Category: Arab Oil & Gas News | Posted on: 9-09-2010

Sudan aims to increase oil production to 1 million barrels per day within three years relying on new finds and more efficient oil extraction methods, Petroleum Minister Lual Deng said on Wednesday.

 

 

Deng told Reuters in an interview that U.S. sanctions, imposed since 1997, were preventing big American and European oil companies from investing in Sudan, but that smaller firms from Europe were showing interest in the budding oil producer. “My objective is if technically feasible to increase the production to 1 million barrels per day within the shortest period which is feasible all other things equal,” he said.

The target could be achieved: “Through a two-track approach – improving the efficiency of the enhanced oil recovery in existing wells and also increasing production with new wells.”

Sudan currently produces about 470,000 barrels per day of oil and Deng said increasing the output in areas like the Defra field in the central disputed Abyei region would require increased security. The area is still disputed between the north and south who ended more than two decades of war in 2005.

In Block 5a the Thar Jath field was ready to up production from 16,000 to 40,000 bpd but they were working on a way to transport the heavier crude in that location via the nearby pipeline built for the lighter Nile Blend, he said.

New finds by Petrodar in Blocks 3 and 7 as well as Block 6 operated by China’s CNPC and Block 17 operated by Yemen’s Ansan Wikfs will also up production in the next two years.

Deng said Finnish/Scottish Fenno Caledonian exploring two concessions Blocks 17 and 8 should also contribute to output in the coming three years. The minister – the first southerner to hold the post – added the only way to lift U.S. sanctions and attract the oil giants was to resolve the political problems of the country, namely conflict in Darfur and to fully implement 2005′s north-south peace deal which will culminate in a southern vote on independence in four months.

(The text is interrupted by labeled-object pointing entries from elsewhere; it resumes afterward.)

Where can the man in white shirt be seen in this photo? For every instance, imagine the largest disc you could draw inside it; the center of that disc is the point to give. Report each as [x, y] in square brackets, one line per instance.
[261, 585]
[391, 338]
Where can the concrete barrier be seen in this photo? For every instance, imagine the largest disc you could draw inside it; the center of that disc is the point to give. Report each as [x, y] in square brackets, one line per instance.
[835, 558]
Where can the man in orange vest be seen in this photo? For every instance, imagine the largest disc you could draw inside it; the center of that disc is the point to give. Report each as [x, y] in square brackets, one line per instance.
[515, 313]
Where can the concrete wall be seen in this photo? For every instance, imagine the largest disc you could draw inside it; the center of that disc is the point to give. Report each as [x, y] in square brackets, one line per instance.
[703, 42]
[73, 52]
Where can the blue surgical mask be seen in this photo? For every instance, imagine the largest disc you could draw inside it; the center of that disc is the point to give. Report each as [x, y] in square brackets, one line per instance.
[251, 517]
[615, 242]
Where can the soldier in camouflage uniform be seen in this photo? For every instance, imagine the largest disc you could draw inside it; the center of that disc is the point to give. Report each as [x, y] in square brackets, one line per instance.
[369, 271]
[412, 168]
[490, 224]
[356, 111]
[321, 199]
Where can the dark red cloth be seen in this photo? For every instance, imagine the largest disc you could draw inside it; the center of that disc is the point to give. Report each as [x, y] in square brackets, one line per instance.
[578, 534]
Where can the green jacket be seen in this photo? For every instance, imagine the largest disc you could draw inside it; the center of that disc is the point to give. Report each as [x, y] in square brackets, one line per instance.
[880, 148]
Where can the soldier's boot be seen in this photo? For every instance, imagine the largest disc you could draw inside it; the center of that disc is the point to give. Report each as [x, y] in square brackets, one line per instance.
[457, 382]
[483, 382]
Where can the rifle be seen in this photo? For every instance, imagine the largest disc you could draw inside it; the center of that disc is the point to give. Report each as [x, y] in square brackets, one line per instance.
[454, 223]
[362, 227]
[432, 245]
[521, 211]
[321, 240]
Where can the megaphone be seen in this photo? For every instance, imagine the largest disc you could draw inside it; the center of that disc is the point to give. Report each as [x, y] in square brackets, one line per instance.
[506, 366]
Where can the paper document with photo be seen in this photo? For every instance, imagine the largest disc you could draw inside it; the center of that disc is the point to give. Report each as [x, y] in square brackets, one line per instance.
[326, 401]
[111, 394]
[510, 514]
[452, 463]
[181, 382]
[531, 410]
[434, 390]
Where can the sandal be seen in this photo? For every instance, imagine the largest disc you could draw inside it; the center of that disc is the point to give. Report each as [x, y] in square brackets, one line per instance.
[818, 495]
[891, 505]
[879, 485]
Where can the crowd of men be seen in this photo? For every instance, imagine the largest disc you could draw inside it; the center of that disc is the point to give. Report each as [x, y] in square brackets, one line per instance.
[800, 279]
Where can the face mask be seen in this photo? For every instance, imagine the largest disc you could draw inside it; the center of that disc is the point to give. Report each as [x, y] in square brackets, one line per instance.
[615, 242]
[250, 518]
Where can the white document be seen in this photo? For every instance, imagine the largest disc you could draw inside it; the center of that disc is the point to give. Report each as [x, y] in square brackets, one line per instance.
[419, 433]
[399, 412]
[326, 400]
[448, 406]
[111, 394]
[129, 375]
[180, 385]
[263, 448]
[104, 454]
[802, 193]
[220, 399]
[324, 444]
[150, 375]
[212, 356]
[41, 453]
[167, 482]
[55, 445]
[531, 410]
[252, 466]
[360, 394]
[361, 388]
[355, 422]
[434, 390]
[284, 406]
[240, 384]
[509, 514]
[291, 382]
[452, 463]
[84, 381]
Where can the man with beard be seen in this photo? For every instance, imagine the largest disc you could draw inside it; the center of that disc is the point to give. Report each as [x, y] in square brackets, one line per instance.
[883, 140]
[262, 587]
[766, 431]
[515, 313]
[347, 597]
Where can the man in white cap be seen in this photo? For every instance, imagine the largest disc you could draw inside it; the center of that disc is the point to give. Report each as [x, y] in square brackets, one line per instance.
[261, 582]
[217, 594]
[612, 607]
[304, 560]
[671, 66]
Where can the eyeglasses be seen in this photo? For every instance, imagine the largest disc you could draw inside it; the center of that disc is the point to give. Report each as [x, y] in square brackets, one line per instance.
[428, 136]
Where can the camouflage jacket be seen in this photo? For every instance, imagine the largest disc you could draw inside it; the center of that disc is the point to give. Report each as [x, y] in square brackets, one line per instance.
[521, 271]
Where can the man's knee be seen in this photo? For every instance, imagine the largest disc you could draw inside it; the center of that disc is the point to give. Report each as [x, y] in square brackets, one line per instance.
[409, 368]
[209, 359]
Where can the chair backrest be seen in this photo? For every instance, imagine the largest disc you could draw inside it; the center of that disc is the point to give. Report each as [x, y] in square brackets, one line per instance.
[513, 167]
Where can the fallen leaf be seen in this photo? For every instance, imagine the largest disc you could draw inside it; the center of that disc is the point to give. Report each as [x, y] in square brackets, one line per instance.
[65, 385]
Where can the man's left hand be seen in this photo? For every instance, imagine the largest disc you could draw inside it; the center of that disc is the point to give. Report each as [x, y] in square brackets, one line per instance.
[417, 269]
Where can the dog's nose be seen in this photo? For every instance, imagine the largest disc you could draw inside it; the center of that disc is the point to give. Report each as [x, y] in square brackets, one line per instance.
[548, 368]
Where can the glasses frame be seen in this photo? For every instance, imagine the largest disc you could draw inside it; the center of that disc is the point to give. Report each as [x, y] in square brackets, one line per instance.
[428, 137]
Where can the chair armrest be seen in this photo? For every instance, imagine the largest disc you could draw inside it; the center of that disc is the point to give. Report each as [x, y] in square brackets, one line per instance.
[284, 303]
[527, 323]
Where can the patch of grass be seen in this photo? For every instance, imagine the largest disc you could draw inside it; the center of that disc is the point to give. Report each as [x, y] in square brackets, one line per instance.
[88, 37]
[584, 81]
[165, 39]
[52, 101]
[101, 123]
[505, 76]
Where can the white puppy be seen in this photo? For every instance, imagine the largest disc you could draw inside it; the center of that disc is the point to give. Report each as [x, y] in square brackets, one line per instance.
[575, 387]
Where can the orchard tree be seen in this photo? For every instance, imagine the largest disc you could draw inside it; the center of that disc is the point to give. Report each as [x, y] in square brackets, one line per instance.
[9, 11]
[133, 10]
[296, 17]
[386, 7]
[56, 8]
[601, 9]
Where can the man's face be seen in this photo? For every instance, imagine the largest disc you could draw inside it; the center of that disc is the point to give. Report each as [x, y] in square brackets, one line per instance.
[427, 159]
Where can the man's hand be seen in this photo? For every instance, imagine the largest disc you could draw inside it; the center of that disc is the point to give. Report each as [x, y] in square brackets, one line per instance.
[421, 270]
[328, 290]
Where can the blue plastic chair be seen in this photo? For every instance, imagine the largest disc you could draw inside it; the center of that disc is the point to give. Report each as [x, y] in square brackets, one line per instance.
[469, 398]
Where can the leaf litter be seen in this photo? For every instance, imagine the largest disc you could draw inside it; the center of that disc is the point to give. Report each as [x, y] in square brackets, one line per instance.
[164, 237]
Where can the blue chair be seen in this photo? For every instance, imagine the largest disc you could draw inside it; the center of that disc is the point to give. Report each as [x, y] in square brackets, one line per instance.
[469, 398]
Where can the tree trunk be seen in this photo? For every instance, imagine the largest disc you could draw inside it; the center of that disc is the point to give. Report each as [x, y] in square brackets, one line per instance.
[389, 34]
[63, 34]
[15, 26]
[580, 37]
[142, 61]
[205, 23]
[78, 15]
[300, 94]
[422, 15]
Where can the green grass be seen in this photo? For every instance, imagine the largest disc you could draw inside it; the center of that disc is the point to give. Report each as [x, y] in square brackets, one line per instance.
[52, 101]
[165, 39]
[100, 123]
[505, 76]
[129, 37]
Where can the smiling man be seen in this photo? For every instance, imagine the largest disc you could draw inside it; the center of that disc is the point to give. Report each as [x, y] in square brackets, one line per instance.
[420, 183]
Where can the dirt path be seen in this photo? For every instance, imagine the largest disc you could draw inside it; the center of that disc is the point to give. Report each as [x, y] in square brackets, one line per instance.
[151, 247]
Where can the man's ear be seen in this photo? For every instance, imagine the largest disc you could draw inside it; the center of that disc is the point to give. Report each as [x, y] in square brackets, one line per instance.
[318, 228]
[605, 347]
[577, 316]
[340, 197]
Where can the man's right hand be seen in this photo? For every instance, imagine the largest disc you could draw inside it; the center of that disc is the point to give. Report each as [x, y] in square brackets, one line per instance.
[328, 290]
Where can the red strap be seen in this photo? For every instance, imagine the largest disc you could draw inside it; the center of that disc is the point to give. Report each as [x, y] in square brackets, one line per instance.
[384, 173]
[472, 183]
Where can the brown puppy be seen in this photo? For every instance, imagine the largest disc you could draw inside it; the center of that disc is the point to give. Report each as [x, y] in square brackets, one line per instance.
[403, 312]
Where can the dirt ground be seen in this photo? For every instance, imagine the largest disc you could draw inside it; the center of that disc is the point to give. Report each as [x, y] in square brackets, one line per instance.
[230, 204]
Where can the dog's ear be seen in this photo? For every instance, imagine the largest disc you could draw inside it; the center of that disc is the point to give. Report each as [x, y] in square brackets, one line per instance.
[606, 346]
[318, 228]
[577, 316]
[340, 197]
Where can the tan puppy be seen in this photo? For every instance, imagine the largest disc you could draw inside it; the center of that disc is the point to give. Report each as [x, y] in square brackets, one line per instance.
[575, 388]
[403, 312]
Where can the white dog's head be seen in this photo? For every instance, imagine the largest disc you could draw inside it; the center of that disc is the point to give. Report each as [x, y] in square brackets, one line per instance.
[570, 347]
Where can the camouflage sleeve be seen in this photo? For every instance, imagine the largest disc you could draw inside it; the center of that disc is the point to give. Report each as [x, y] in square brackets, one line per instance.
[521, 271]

“I think if we put our house in order people will come.” Sudan’s north-south partners are still negotiating the sharing of governmental assets ahead of the referendum which many believe will result in secession.

Deng said talks were underway with the GNPOC consortium to transfer ownership of its Heglig to Port Sudan pipeline to the government. But the Petrodar pipeline would still be considered a liability on Khartoum’s balance sheet as of the Jan. 9, 2011 referendum.

“The one from Heglig to Port Sudan is almost (ours) we are discussing with the companies — the ownership is almost there for the government of Sudan,” he said.